VIVA – Lembaga advokasi Hak Asasi Manusia dan Sipil, Advocates of Silenced Turkey (AST), melakukan gerakan kampanye untuk menyuarakan aspirasi para perempuan di Turki yang teraniaya.

Target kampanye ini adalah agar suara kaum perempuan Turki yang terbungkam, didengar oleh ribuan pemimpin wanita dunia pada Hari Wanita Sedunia yang jatuh 9 Mei 2021.

“5.000 surat dan bunga untuk 5.000 pemimpin wanita di seluruh dunia mewakili suara bagi ribuan ibu yang teraniaya di Turki,” tulis laporan AST, seperti dilansir dari Silenced Turkey, Minggu 9 Mei 2021.

Tak hanya itu, relawan dari berbagai negara seperti Amerika Serikat, Brasil, Albania, negara-negara Eropa dan Asia juga turut terlibat berupaya menjangkau para wanita di dunia.

“Perempuan Turki selalu didiskriminasi, ditundukkan dan ditindas. Terutama para ibu harus membayar harga konflik dan penindasan dengan lebih keras,” lanjut laporan tersebut.

Selain itu, upaya kudeta yang gagal dilakukan pada 2016 lalu juga menjadi momen penting dalam sejarah modern Turki.

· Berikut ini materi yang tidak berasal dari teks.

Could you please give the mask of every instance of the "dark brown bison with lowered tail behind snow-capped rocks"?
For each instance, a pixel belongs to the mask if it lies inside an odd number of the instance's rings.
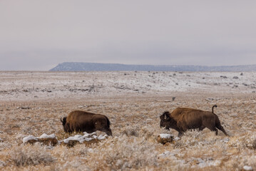
[[[74,131],[93,133],[96,130],[101,130],[107,135],[112,136],[111,122],[106,115],[75,110],[69,113],[68,117],[64,117],[63,120],[61,119],[61,123],[66,133]]]

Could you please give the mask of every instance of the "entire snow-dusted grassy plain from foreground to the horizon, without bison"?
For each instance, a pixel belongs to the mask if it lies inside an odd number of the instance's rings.
[[[256,170],[256,73],[0,72],[0,170]],[[159,116],[178,107],[211,110],[230,137],[205,129],[177,138]],[[72,110],[101,113],[113,137],[54,147],[23,143],[63,132]],[[157,142],[171,134],[174,142]],[[97,132],[98,138],[105,133]]]

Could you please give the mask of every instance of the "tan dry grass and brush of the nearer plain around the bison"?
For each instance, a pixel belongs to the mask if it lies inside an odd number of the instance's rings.
[[[188,131],[173,144],[157,142],[160,133],[178,135],[159,127],[165,110],[181,106],[211,110],[215,104],[230,137],[205,129]],[[21,106],[29,108],[17,108]],[[22,144],[27,135],[54,133],[58,140],[75,135],[63,133],[60,118],[77,109],[107,115],[113,138],[74,147]],[[245,165],[255,170],[255,111],[252,94],[225,92],[6,100],[0,105],[0,170],[242,170]]]

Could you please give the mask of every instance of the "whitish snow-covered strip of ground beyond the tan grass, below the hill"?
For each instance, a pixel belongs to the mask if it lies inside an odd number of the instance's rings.
[[[0,72],[0,100],[46,100],[173,92],[255,93],[256,73]]]

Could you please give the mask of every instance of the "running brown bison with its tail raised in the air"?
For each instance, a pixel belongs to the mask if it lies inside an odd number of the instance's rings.
[[[217,105],[213,105],[213,108]],[[220,125],[220,120],[215,113],[192,108],[176,108],[172,113],[164,112],[160,115],[160,128],[165,127],[169,130],[173,128],[178,131],[178,136],[183,135],[186,130],[208,128],[215,131],[221,130],[225,135],[226,131]],[[216,129],[217,128],[217,129]],[[228,135],[227,135],[228,136]]]

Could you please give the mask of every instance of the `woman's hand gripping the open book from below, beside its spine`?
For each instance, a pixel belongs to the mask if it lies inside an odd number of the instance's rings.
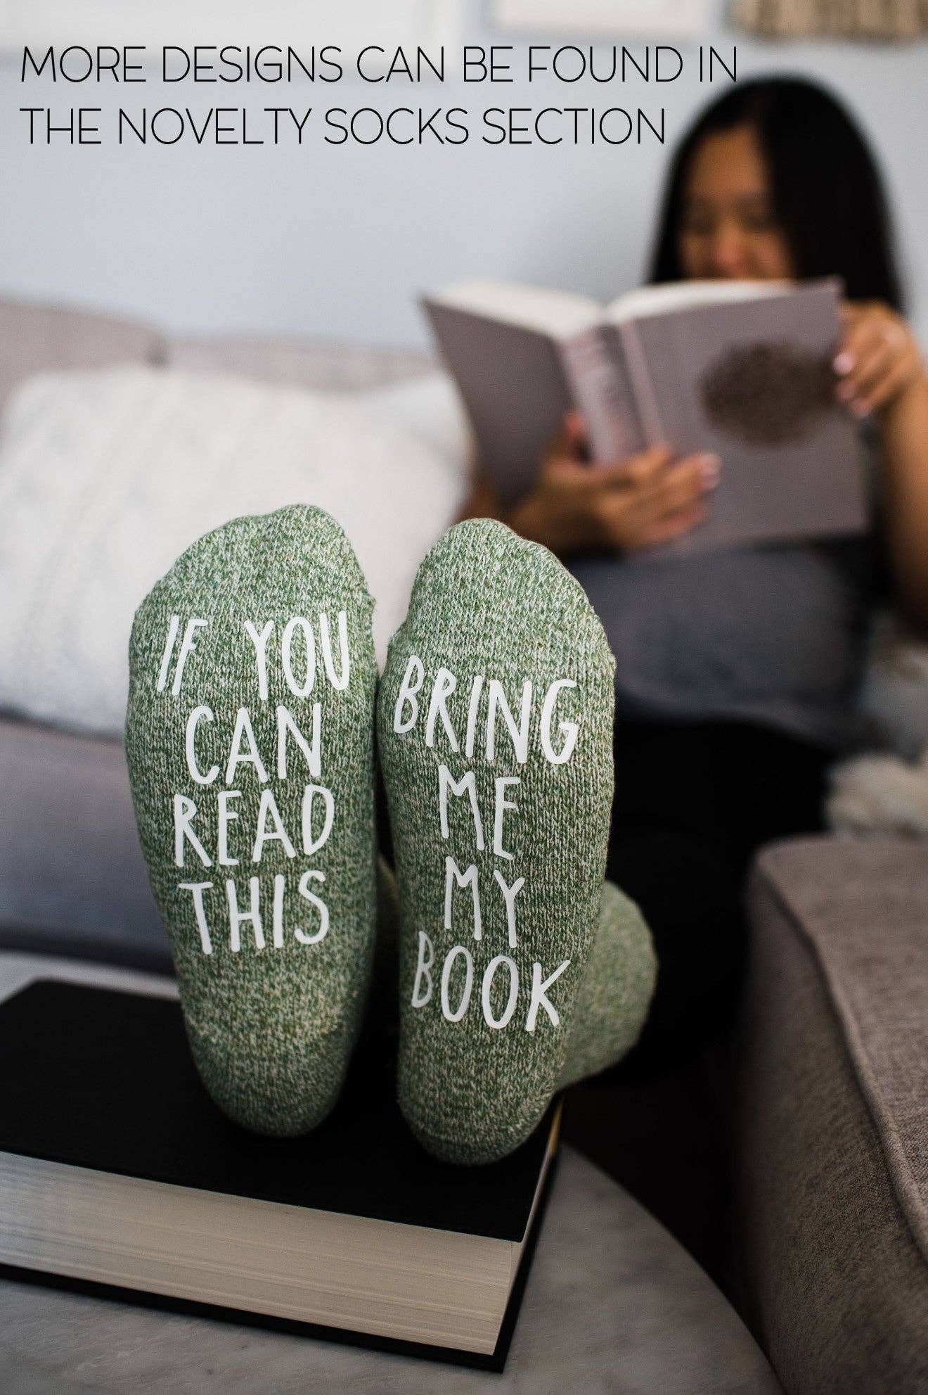
[[[713,455],[674,459],[654,446],[614,465],[584,459],[582,417],[570,412],[538,483],[509,515],[517,533],[553,552],[637,552],[669,543],[701,523],[705,495],[719,481]]]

Tindakan yang diambil pemerintah Turki itu melipatgandakan beban kepada para ibu.

“Para ibu telah kehilangan anak atau nyawa mereka sendiri dalam keadaan yang menyedihkan ini,” ungkap laporan tersebut.

Salah satu surat berasal dari Sacide Bozan, yang diberhentikan dari pekerjaannya di Kementerian Pendidikan Nasional karena menentang Gerakan Gulen.

Dia diadili selama tiga tahun, sedangkan suaminya yang juga seorang guru, ditahan selama tiga tahun atas tuduhan yang sama.